An Extinction Event

The weirdest thing I’ve dreamed is that our son was born a catfish. Mine and Honey’s. With whiskers and slick rainbow skin. I told her about it once while we were sloshed on Manny’s porch—the stars out and music, and her teetering like a gate. 

“We have a kid?” she’d said—loud, so I could hear it. Her hair was painted pink and she was sipping on a beer. 

“In the dream,” I told her. “We were at the hospital.” 

She was looking past my shoulder at Manny through the doorway. She’s always been in love with him. Even when we were kids running barefoot on the street. Throwing spark plugs at old windows and sneaking her mother’s cigarettes. 

“It doesn’t mean anything,” I said. Her face was like a moon’s. I took a long drink, then another, and leaned like it was nothing. “You know I read once about dreams. That they’re as random as the weather.” 

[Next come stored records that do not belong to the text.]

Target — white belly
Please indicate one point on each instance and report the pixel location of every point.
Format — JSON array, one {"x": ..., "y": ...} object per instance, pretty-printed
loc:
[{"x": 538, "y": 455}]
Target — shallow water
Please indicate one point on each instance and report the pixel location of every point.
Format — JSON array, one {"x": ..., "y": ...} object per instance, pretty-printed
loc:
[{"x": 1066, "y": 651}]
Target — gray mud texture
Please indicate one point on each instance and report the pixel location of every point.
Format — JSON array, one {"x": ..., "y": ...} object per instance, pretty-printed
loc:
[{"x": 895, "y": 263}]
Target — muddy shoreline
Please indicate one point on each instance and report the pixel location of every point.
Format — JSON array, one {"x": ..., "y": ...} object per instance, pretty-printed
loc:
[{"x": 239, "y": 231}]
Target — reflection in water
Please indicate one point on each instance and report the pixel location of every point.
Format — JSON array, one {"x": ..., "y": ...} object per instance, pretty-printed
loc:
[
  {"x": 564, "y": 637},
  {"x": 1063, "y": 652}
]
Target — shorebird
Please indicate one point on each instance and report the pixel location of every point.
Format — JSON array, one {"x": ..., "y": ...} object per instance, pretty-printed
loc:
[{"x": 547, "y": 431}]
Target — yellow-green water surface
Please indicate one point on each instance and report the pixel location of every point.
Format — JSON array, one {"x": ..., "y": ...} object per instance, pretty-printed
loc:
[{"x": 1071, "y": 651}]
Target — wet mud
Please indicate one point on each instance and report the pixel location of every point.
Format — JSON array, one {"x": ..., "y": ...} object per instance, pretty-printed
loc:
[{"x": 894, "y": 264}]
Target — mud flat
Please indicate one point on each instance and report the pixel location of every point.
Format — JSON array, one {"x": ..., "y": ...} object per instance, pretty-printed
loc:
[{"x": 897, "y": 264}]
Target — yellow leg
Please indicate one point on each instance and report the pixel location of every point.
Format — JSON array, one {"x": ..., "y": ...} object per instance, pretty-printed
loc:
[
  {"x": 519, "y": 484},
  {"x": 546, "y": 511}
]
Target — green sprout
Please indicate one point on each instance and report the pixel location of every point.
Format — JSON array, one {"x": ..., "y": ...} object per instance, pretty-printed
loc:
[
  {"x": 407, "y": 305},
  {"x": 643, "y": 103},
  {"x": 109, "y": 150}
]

It was the same night Jess Leeman got his fist stuck in a fence. When he’d walked around the yard with the wood around his wrist. He was going up to everyone and introducing himself, saying, “Hi, I’m Mr. Leeman,” then reaching out his board hand. We had all laughed our heads off. Tiny Ray and Shelley. Fern and Wheeler’s brother. This gangly kid from Ennis with a puffed right ear.

Now I know what you’re thinking—about the dream and about Honey. That’s a throw away dream. That’s a dream like old oil. But the problem is: I can’t. I’m still carrying it around. Imagine walking down the sidewalk and looking at the buildings, except the only thing you see is fish fins and a tail. You see gills like cut tomatoes. Little eyes. You see a croaked mouth and a tongue and these pinholes for the nostrils. It wasn’t just Honey. I would have liked her, sure. I still would. Some nights I just lie there, imagining her hips. In this house I’ve stripped down. The boards with no drywall. In the summers, when the air feels shot from a muffler, I’ll lie beside a fan and stare up at the ceiling. At the rafters showing through—like shadows in the wood. I’ll sink down into the mattress like I’m buried in sand, imagining the sweet smell inside of Honey’s thighs. 

But it’s more than her, I know. It’s more than Honey’s knees. And her wrinkled-up toes and skin like rivers. My father was even there—inside the dream. I saw him and his father and his father and his. Lined up in the waiting room with big dark cigars. Their mouths were like buckets when they saw me going past. I was running like a lunatic. I didn’t mention that. Our son was wrapped up in this blue dinosaur blanket, trying to get free and wiggling in my arms. He was dried and getting sticky. He was stuck to the fabric. I had held him minutes earlier while he flopped his fish tail, and then realized with the nurses that there wasn’t any water.

I ran and I ran—through doors and all the rooms. I ran into the parking lot and then onto the freeway, dodging cars and chrome motorcycles and a red wailing ambulance. Vans and big flatbeds and a truck with sharp teeth. I rabbit-hopped the rail, and there were rocks instead of grass. There was no lake anywhere. No creek and no trees. There was no curled ivy. No birds. I slid down the gravel and squeezed my son’s body. For miles it was gray—the chalk of old limestone. And hard, like an attic. Those cuts in the shale. There were cliffs with little bones rippled along the walls, and past them—where the sky was, and these metal-looking clouds—I could see where the world curved and knew there was nothing.